SITUATION DÉLICATE ET INQUIÉTANTE
Notre première question a porté, tout naturellement,
sur Jezzine, sa ville natale et sa circonscription qu’il a représentée
si dignement à la Chambre des députés. “La situation
y est très délicate, chargée de tension et d’angoisse
quant à l’avenir. Notre région qui est fermement attachée
à son identité libanaise, sent qu’elle est abandonnée
à son sort; l’Etat l’ignore et ne lui offre pas ce qu’elle est en
droit d’attendre de lui.”
- L’Etat voudrait, sans doute, répondre à vos souhaits,
mais le fait accompli qui prévaut dans les régions situées
le long du “cordon frontalier l’en empêche...
“Jezzine ne se trouve pas à l’intérieur de ce cordon
et, partant, la localité n’est pas concernée par la résolution
425. En dépit de cela, l’Etat refuse de la récupérer
ou de la réintégrer.”
- Pourquoi?
“Là est la question ou plutôt le grand doute inquiétant.

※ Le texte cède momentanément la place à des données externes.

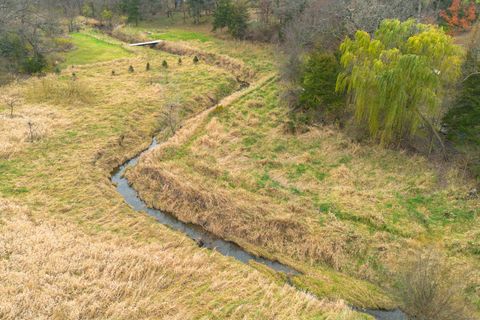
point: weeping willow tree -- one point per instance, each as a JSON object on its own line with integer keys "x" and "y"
{"x": 396, "y": 80}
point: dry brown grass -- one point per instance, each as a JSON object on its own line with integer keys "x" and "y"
{"x": 29, "y": 124}
{"x": 53, "y": 271}
{"x": 75, "y": 250}
{"x": 313, "y": 198}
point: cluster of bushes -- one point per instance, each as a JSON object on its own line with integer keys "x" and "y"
{"x": 390, "y": 86}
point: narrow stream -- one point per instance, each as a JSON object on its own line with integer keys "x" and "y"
{"x": 197, "y": 233}
{"x": 208, "y": 240}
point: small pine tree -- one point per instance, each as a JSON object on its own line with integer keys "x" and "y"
{"x": 165, "y": 67}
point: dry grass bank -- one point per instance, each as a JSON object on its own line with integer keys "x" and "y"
{"x": 316, "y": 198}
{"x": 50, "y": 270}
{"x": 73, "y": 249}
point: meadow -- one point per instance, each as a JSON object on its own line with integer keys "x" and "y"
{"x": 69, "y": 246}
{"x": 316, "y": 200}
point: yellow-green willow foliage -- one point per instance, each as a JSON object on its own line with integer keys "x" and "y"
{"x": 396, "y": 80}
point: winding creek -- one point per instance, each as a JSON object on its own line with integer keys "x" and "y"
{"x": 208, "y": 240}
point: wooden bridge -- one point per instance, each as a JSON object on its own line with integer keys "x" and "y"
{"x": 143, "y": 44}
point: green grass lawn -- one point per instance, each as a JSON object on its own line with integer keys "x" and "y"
{"x": 180, "y": 35}
{"x": 90, "y": 49}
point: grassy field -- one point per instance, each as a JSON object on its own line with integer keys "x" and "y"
{"x": 313, "y": 200}
{"x": 257, "y": 56}
{"x": 69, "y": 246}
{"x": 90, "y": 49}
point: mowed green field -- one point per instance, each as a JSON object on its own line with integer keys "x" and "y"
{"x": 313, "y": 199}
{"x": 90, "y": 49}
{"x": 69, "y": 245}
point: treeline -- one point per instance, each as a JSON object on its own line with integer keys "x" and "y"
{"x": 402, "y": 84}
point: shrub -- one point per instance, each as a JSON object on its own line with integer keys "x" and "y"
{"x": 463, "y": 122}
{"x": 318, "y": 80}
{"x": 430, "y": 287}
{"x": 397, "y": 79}
{"x": 52, "y": 89}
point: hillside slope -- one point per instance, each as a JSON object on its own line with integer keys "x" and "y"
{"x": 69, "y": 245}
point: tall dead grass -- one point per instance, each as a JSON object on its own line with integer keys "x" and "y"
{"x": 53, "y": 271}
{"x": 55, "y": 90}
{"x": 432, "y": 287}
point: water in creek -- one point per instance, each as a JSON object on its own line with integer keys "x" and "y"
{"x": 209, "y": 240}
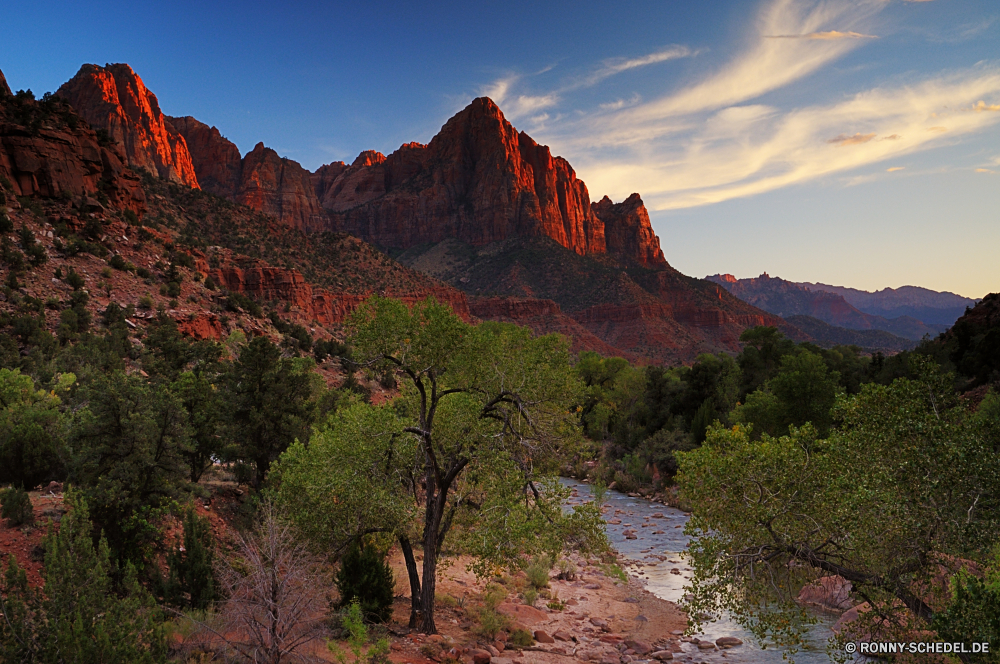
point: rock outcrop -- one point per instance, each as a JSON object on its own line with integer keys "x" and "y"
{"x": 47, "y": 150}
{"x": 114, "y": 98}
{"x": 217, "y": 162}
{"x": 478, "y": 181}
{"x": 288, "y": 286}
{"x": 627, "y": 231}
{"x": 281, "y": 188}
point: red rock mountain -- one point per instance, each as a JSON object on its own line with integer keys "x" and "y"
{"x": 478, "y": 181}
{"x": 47, "y": 150}
{"x": 114, "y": 98}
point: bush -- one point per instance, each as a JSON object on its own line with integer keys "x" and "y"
{"x": 538, "y": 571}
{"x": 367, "y": 578}
{"x": 17, "y": 507}
{"x": 521, "y": 637}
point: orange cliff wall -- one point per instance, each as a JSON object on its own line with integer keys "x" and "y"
{"x": 274, "y": 283}
{"x": 114, "y": 98}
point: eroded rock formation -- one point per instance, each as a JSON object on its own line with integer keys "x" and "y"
{"x": 45, "y": 149}
{"x": 114, "y": 98}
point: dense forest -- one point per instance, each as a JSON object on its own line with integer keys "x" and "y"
{"x": 788, "y": 455}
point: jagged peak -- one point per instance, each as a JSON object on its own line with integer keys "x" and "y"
{"x": 369, "y": 158}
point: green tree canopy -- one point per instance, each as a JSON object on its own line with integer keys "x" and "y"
{"x": 484, "y": 413}
{"x": 907, "y": 479}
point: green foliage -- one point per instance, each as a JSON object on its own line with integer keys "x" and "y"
{"x": 270, "y": 401}
{"x": 190, "y": 582}
{"x": 973, "y": 615}
{"x": 82, "y": 617}
{"x": 16, "y": 507}
{"x": 129, "y": 447}
{"x": 32, "y": 430}
{"x": 365, "y": 579}
{"x": 773, "y": 514}
{"x": 352, "y": 620}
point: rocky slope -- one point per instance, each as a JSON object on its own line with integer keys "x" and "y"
{"x": 506, "y": 217}
{"x": 786, "y": 298}
{"x": 927, "y": 306}
{"x": 47, "y": 150}
{"x": 113, "y": 98}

Il s’agit d’une situation anormale, Comment les parents peuvent-ils s’abstenir
de prendre en charge leur fils kidnappé! La situation de l’Etat
à Beyrouth est responsable de ce qui se passe à Jezzine.”
- N’y aurait-il pas une raison l’empêchant d’agir dans le sens
que vous souhaitez?
“A vrai dire, à ce cas s’appliquent les dispositions du Code
pénal concernant la renonciation d’un citoyen à sa paternité,
en ce sens qu’il s’abstient de s’occuper de son fils.”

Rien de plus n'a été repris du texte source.